Download Spark
- First, download Spark.
I downloaded the binaries given as
spark-2.1.0-bin-hadoop2.7
- You'd also need to install the JDK; I took it from here
Set and test
Tree structure
Simply installing Spark is simple.
All you have to do is extract the archive.
I placed the extracted binaries in ~/Applications
, resulting in the following tree structure:
~/Applications
└── spark-2.1.0-bin-hadoop2.7
At this point, you can already run Spark.
Look for ~/Applications/spark-2.1.0-bin-hadoop2.7/bin/pyspark
.
For simplifying the settings, I created a symbolic link to ~/Applications/spark
, in particular using ln -s spark-2.1.0-bin-hadoop2.7 spark
, yielding the following structure:
~/Applications
├── spark -> spark-2.1.0-bin-hadoop2.7
└── spark-2.1.0-bin-hadoop2.7
Environment variables
Next step, is to set environment variables.
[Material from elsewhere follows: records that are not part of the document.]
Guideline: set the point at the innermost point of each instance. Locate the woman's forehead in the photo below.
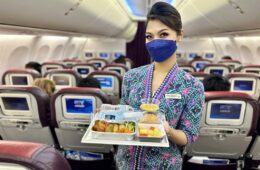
(155, 26)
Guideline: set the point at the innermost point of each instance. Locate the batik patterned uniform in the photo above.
(182, 113)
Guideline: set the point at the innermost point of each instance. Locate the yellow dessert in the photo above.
(149, 107)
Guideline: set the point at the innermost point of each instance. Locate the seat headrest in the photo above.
(244, 75)
(32, 155)
(42, 99)
(227, 95)
(217, 65)
(116, 65)
(31, 72)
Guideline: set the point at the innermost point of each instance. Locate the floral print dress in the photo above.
(181, 100)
In particular, I added the following lines to ~/.bash_profile
:
export SPARK_HOME="/Users/user/Applications/spark"
export PYSPARK_SUBMIT_ARGS="--master local[2]"
# Make pyspark available anywhere
export PATH="$SPARK_HOME/bin:$PATH"
Remark: spark-shell
(i.e. the scala based REPL) should also be accessible at this point.
Test
Now, it is time fore testing.
Start a new terminal session, or source /.bash_profile
.
Now, simply run pyspark
.
You should get a Python REPL console with the SparkContext
already loaded as sc
.
Tryout:
x = sc.parallelize([1,2,3])
and create a simple RDD.
Use IPython
and Jupyter
The standard Python REPL is, somehow, crappy.
You probably want to use IPython
and even better Jupyter
.
To that end, I added the following to my ./bash_profile
:
export PYSPARK_PYTHON=/Users/drorata/anaconda3
export PYSPARK_DRIVER_PYTHON=/Users/drorata/anaconda3/bin/ipython
alias pysparknb='PYSPARK_DRIVER_PYTHON="jupyter" PYSPARK_DRIVER_PYTHON_OPTS="notebook" pyspark'
This way, whenever I invoke pyspark
a nice IPython console is started.
In addition pysparknb
starts a Jupyter server in the current directory.